Some time back, I was branded “pretentious” by a friend of a friend because I used some “SAT words” in conversation.
Maybe because I read a lot, or enjoy leaning words, I tend to use some “big” words, kinda like you usually only run into while studying for the SAT or something. My wife enjoys when I do it, but she points it out to me so I don’t come off as a douche-wad to other people. I don’t really care though.
Some words I’ve used with some regularity over the years:
I’m a bit of an architecture nerd and I’m not afraid to use the word fenestration.

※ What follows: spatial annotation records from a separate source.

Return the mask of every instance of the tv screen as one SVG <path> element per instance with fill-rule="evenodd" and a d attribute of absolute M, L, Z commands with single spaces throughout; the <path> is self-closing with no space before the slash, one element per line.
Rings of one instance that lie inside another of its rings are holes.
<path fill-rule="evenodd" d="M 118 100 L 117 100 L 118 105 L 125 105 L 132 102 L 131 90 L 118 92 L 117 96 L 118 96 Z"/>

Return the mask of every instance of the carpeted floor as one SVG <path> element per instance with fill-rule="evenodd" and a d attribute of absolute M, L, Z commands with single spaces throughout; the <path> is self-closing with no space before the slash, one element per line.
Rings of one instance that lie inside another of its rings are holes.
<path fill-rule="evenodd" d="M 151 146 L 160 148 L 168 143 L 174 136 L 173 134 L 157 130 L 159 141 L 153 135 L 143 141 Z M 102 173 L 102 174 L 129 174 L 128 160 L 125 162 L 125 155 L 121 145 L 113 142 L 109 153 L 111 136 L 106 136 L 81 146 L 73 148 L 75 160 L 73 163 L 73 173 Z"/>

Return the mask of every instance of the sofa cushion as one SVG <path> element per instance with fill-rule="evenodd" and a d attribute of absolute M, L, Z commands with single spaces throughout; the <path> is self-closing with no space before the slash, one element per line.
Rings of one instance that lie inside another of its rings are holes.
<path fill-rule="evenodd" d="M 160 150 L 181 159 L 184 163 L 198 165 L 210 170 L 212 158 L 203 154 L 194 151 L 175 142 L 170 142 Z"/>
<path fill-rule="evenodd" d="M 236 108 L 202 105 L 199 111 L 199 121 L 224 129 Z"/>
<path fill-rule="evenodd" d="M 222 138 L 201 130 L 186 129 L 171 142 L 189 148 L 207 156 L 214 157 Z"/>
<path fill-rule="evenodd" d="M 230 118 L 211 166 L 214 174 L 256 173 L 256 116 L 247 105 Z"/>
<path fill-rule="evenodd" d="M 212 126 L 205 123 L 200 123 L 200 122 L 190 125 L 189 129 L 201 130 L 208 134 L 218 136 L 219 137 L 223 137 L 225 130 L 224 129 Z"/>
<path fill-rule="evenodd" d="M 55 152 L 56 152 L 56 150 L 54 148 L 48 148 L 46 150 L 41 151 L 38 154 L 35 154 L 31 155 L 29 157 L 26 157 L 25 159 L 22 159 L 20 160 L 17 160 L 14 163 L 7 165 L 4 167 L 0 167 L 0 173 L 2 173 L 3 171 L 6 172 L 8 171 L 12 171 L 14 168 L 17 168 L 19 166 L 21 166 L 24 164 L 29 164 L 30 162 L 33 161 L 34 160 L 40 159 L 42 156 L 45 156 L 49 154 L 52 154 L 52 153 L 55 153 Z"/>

Bonus points if you can use it as the antepenultimate word in a sentence.
Impetus is one I use every few weeks when I need to know the impetus of something.
Circumambulate if I want to ask somebody to walk around the building with me.
I love perfectly cromulent words.
Terse, banal, and subterfuge (though I can’t think of a good way to slip the latest into a work email) seem commonplace IMO. Maybe banal is a little unorthodox.
Nonplussed is useless, because you can’t know how your audience will interpret it (and whether they will think you are using it correctly). The original (and outside the US, still current) meaning is to be confused by something… whereas the popular (to the extent the word is popular) US meaning is to be unperturbed by something.
So it either means confused or not confused, depending on the geography and education of your audience.
Oh, I used the word ‘attenuate’ once and it seemed almost nobody knew what that meant. Including my boss, who was a PhD economist and pretty well read. Or so I thought!